Exam1

Question 1

A category of security control that gives oversight of the information system. Risk assessments, vulnerability assessments.

Answer 1

Managerial Control

Question 2

help ensure that the day-to-day operations of an organization comply with the security policy. Awareness and training, configuration management, media protection, physical and environment protection.

Answer 2

Operational Control

Question 3

Attempt to prevent an incident before it occurs. n Hardening, training, Security guards, change management, account disablement policy

Answer 3

Preventative Control

Question 4

A category of security control that is implemented as a system (hardware, software, or firmware). Technical controls may also be described as logical controls. Encryption, antivirus software, IDSs, IPSs, Firewalls, Least privilege

Answer 4

Technical Control

Question 5

Attempt to discover incidents after they have occurred.
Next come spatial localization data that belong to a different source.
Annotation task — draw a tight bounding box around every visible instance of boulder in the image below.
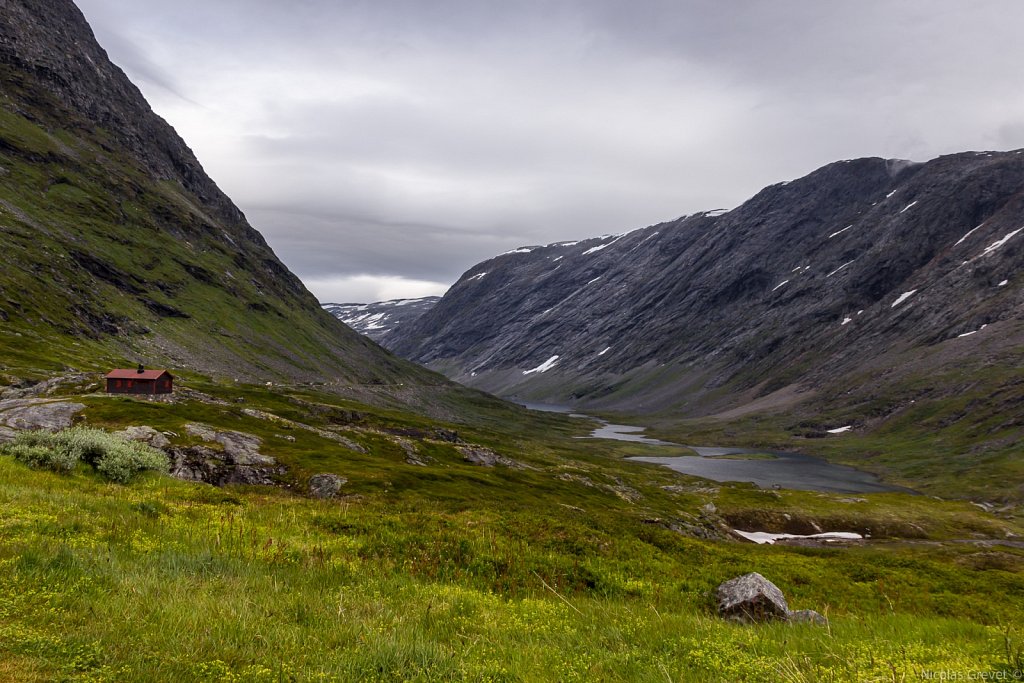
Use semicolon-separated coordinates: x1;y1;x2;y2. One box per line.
788;609;829;626
716;573;789;623
115;425;170;449
308;473;347;499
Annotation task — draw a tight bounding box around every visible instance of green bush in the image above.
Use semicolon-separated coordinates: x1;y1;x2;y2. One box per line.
1;442;78;472
0;427;169;483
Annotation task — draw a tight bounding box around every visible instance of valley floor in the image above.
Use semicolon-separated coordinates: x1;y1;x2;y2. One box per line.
0;381;1022;682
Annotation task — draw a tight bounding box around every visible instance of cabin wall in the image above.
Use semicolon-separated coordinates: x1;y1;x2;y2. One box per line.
105;377;173;394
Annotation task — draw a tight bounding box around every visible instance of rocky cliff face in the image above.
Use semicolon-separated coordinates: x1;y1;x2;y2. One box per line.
323;297;440;342
0;0;432;386
388;152;1024;416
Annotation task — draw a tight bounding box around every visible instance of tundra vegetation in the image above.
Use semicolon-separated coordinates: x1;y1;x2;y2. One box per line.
0;376;1022;682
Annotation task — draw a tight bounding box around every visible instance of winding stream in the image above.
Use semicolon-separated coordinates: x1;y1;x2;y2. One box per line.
522;403;910;494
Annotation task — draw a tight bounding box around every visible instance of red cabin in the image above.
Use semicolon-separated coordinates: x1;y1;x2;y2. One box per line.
105;366;174;395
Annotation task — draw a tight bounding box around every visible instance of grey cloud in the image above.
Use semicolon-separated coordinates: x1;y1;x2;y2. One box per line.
74;0;1024;302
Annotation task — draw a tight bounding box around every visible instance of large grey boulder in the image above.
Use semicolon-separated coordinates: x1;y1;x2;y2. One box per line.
308;473;347;499
716;573;790;623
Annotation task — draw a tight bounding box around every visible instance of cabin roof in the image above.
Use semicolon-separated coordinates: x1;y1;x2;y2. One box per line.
105;369;172;380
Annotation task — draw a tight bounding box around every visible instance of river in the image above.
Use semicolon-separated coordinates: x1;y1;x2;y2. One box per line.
521;402;910;494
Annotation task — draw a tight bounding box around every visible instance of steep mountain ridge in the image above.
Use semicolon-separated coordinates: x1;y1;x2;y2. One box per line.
0;0;436;386
389;152;1024;418
323;297;440;342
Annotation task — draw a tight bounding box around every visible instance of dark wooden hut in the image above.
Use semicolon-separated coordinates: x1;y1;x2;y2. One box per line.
105;366;173;395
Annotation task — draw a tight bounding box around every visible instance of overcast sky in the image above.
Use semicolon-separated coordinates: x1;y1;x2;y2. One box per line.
75;0;1024;303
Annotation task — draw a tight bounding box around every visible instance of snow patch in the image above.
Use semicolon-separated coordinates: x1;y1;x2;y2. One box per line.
587;276;602;285
891;290;917;308
958;324;989;338
899;200;918;214
954;224;983;247
826;260;855;278
827;426;852;434
598;347;611;356
704;208;730;217
503;247;534;255
466;272;488;282
841;316;853;326
771;280;789;292
998;280;1009;287
734;530;864;545
979;227;1023;258
523;355;560;375
885;189;898;198
828;225;853;239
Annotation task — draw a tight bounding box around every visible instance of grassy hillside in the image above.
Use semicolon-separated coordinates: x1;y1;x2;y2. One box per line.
1;377;1022;681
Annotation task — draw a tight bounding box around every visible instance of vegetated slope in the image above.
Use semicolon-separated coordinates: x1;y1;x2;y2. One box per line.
389;153;1024;418
323;297;440;342
0;0;436;387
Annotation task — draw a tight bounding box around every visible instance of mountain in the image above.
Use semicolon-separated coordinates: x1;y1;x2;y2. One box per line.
323;297;440;342
388;152;1024;420
0;0;435;387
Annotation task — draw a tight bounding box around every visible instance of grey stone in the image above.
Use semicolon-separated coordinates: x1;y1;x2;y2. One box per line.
185;423;275;466
716;573;789;623
116;426;170;449
168;445;284;487
458;446;527;469
0;400;85;431
308;473;347;499
787;609;829;626
0;426;17;444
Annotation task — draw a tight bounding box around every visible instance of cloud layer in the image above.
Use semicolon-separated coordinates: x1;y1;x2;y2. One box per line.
76;0;1024;302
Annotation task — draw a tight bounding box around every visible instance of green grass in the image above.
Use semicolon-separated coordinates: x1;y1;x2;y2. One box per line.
0;380;1023;681
2;458;1023;682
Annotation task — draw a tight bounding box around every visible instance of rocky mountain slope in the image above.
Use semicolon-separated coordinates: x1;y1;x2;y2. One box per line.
389;152;1024;422
0;0;435;387
323;297;440;342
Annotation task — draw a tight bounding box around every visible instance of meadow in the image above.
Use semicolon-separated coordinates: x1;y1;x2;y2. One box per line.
1;381;1022;681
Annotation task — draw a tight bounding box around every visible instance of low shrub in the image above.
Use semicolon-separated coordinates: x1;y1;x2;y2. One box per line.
0;427;169;483
1;442;78;472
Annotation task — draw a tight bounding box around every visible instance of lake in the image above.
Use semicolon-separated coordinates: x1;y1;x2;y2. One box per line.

Log monitoring, SIEM systems, security audit, video surveillance, Motion detection, IDSs

Answer 5

Detective Control

Question 6

Attempt to reverse the impact of an incident; includes IPS, backups, and system recovery. Backups and system recovery, incident handling processes.

Answer 6

Corrective Control

Question 7

Attempt to discourage individuals from causing an incident. Cable locks, physical locks

Answer 7

Deterrent Control

Question 8

Are alternative controls when a primary control is not feasible

Answer 8

Compensating Control

Question 9

Refer to controls you can physically touch

Answer 9

Physical Control

Question 10

A legal framework that sets guidelines for the collection and processing of personal information of individuals within the European Union (EU)

Answer 10

General Data Protection Regulation (GDPR)

Question 11

*Gramm-Leach-Bliley Act (GLBA)
*Health Insurance Portability and Accountability Act (HIPAA)
*California Consumer Privacy Act (CCPA)

Answer 11

National, territory, or state laws

Question 12

an information security standard used to handle credit cards from major card brands. The standard is administered by the Payment Card Industry Security Standards Council, and its use is mandated by the card brands. It was created to better control cardholder data and reduce credit card fraud.

Answer 12

Payment Card Industry Data Security Standard (PCI DSS)

Question 13

Consensus-developed secure configuration guidelines for hardening (benchmarks) and prescriptive, prioritized, and simplified sets of cybersecurity best practices (configuration guides)

Answer 13

Center for Internet Security (CIS)

Question 14

An agency of the United States Department of Commerce whose mission is to promote American innovation and industrial competitiveness.

Answer 14

National Institute of Standards and Technology (NIST)

Question 15

A process that integrates security and risk management activities into the system development life cycle through an approach to security control selection and specification that considers effectiveness, efficiency, and constraints due to applicable laws, directives, Executive Orders, policies, standards, or regulations

Answer 15

Risk management framework (RMF)

Question 16

A set of industry standards and best practices created by NIST to help organizations manage cybersecurity risks

Answer 16

Cybersecurity Framework (CSF)

Question 17

An independent organization that establishes standards. They develop standards for a wide variety of industrial and commercial applications, and some directly address cybersecurity topics.

Answer 17

International Organization for Standardization (ISO)

Question 18

Information Security Management, provides information on security management system (ISMS) requirements. Organizations that implement is the ISMS requirements can go through a three stage certification process.

Answer 18

ISO 27001

Question 19

Information Technology Security Techniques, is a complement to ISO 27001. While ISO 27001 outlines the requirements to become certified, this standard provides organizations with a best practices guideline.

Answer 19

ISO 27002

Question 20

An extension to ISO 27001 and is a framework for managing privacy controls to reduce the risk of privacy breach to the privacy of individuals.

Answer 20

ISO 27701

Question 21

An international standard for enterprise risk management that provides a universally recognized paradigm for practitioners and companies employing risk management processes to replace the myriad of existing standards, methodologies, and paradigms that differed between industries, subject matters, and regions

Answer 21

ISO 31000

Question 22

assesses the system design/assesses the ongoing effectiveness of the security architecture over a period of 6-12 months

Answer 22

SSAE SOC 2 Type I/II

Question 23

A nonprofit organization with a mission to promote best practices for using cloud computing securely.

Answer 23

Cloud Security Alliance (CSA)

Question 24

A de-facto standard for cloud security assurance and compliance.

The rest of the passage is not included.